PM me your GChat name, I lost all of my aliases after switching comps so I don't know who everyone is lol
 
I've been writing this scraper in PHP for the past several months and have it pretty much collecting all the data I want it to. The problem I'm having, is the time frame to go out and grab all of the data is pretty long - like 5-6 hrs for a complete "set"...and when I run a job that size, I almost never get a complete set of data back. Either the app crashes, the browser crashes or something undetermined goes wrong. I'm closing curl and mysql sessions.

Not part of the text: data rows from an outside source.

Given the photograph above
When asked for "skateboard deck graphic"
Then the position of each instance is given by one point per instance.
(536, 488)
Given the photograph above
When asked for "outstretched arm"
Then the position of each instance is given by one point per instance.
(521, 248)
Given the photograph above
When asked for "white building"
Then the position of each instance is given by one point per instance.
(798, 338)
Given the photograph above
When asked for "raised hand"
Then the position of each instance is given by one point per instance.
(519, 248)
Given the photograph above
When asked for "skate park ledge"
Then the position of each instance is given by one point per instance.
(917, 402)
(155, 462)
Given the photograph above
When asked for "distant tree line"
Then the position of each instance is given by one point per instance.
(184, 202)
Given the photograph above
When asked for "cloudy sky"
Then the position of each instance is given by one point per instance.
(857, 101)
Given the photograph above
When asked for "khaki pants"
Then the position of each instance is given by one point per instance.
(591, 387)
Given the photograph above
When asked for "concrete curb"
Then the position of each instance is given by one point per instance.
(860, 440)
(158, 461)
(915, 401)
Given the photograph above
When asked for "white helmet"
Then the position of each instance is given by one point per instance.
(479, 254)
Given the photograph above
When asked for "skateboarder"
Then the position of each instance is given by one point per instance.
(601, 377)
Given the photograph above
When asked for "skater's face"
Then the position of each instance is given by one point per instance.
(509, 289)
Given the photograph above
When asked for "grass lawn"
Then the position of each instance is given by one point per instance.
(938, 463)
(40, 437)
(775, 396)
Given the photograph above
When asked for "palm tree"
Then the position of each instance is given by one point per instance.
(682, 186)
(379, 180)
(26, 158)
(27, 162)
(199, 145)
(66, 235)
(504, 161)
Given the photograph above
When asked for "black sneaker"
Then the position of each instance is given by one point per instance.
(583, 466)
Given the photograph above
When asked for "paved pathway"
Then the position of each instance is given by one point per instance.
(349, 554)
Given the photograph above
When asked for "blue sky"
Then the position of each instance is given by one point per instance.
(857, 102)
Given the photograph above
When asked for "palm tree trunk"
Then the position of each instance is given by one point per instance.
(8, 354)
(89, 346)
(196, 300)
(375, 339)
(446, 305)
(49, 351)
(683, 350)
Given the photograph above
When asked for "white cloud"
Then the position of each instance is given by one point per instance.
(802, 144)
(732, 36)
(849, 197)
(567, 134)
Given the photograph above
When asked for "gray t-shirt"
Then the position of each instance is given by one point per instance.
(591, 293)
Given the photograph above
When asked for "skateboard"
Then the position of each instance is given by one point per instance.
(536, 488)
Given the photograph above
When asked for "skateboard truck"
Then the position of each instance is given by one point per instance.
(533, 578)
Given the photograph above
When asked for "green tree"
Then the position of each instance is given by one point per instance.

I've already started to write some error handling stuff so I can pick up where I left off, but it still pisses me off when I get up in the morning expecting to see 1000 results, and I only have 200. I'm guessing that if I ran this command line I might not run into as many issues, but I still need to test that. Does anyone know how to pass post variables using CLI...because I have no idea. Any other suggestions? I know some of you do some pretty aggressive scraping so any advice you can give me is much appreciated...
curl_multi mother fucker.

As an alternative: Break it into smaller sections, use a browser and ajax to send out small groups of urls to query. It kind of sucks having to leave a browser open, but sometimes it's just the easiest way...especially if you need to track partial progress.
 
Thanks Shady. Honestly never heard of curl_multi before today, but I'm a noob at this shit. Going to check it out. In hindsight, opening up 10 different curl sessions in different functions probably wasn't the smartest thing to do :)
 
ssh + screen = long scraping with php, no problems. screen means if your connection goes down, you won't lose your current session.
 
Thanks Shady. Honestly never heard of curl_multi before today, but I'm a noob at this shit. Going to check it out. In hindsight, opening up 10 different curl sessions in different functions probably wasn't the smartest thing to do :)
Ah. Yeah. You want to write containers for everything. As pre-configured as possible.
For Example:
MyCurl
-getURL()
-getData()
-setURL($url)
-setRef($url)
-setPost($shouldPost, $array);
-setPost($shouldPost, $qstr);
-setUserAgent($name)
-getJavascriptVariable($name)
-sendRequest();
-setShowHeader($bool);
MyCurlMulti
-setURLs($array);//loads into MyCurl
-sendRequests();
-getData($connectionIndex);
-getAllData();//returns array of request data

That's just a brief example though. They have a habit of growing.